The inscription, in Greek, was deciphered and translated by Prof. Leah Di Segni of the Hebrew University of Jerusalem. It is dated to the early fifth century CE, the period during which Samaritan settlement reached the height of its power and prosperity in the southern Sharon Plain.
According to Dr. Hagit Torge, director of the excavations on behalf of the Israel Antiquities Authority, “The inscription was discovered in an impressive winepress that was apparently part of the agricultural estate of a wealthy individual called Adios. This is only the second such winepress discovered in Israel with a blessing inscription associated with the Samaritans. The first was discovered a few years ago in Apollonia near Herzliya.”
Near the winepress the archaeologists discovered stone quarries with rock-cut depressions used for cultivating grapevines, apparently part of Master Adios estate. “Master” was an honorific given to senior members of the community and attests to the high social standing of the owners of the estate,” says Torge. “The location of the winepress is near the top of Tel Tzur Natan, where remains of a Samaritan synagogue were found with another inscription, and reveals Adios’ high status,” she adds.
The Tzur Natan Samaritan synagogue was transformed into a church in the sixth century.
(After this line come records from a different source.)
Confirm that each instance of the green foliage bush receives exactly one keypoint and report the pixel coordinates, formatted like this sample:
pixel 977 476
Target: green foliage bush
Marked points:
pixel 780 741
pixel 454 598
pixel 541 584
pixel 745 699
A compound was discovered nearby in the past, featuring large rooms and spaces for producing wine, oil and flour. In one of these a Pompeian donkey mill was found, used to grind flour and incised with a seven-branch candelabrum.
The inscription in the winepress is additional testimony to once-extensive Samaritan settlement in the southern Sharon Plain during the Byzantine period. The Samaritans were originally brought to this country as part of Assyrian policy and first settled on and around Mount Gerizim. Over the years the population grew and expanded to the southern Sharon Plain among other places. They maintained their special customs and traditions, which resemble Jewish traditions in many aspects. During the Byzantine period the Samaritans revolted against the government in an attempt to maintain their identity. After the revolts the community diminished in size and returned to the Mount Gerizim area. A Samaritan community still lives at Mount Gerizim, as well as in the city of Holon south of Tel Aviv.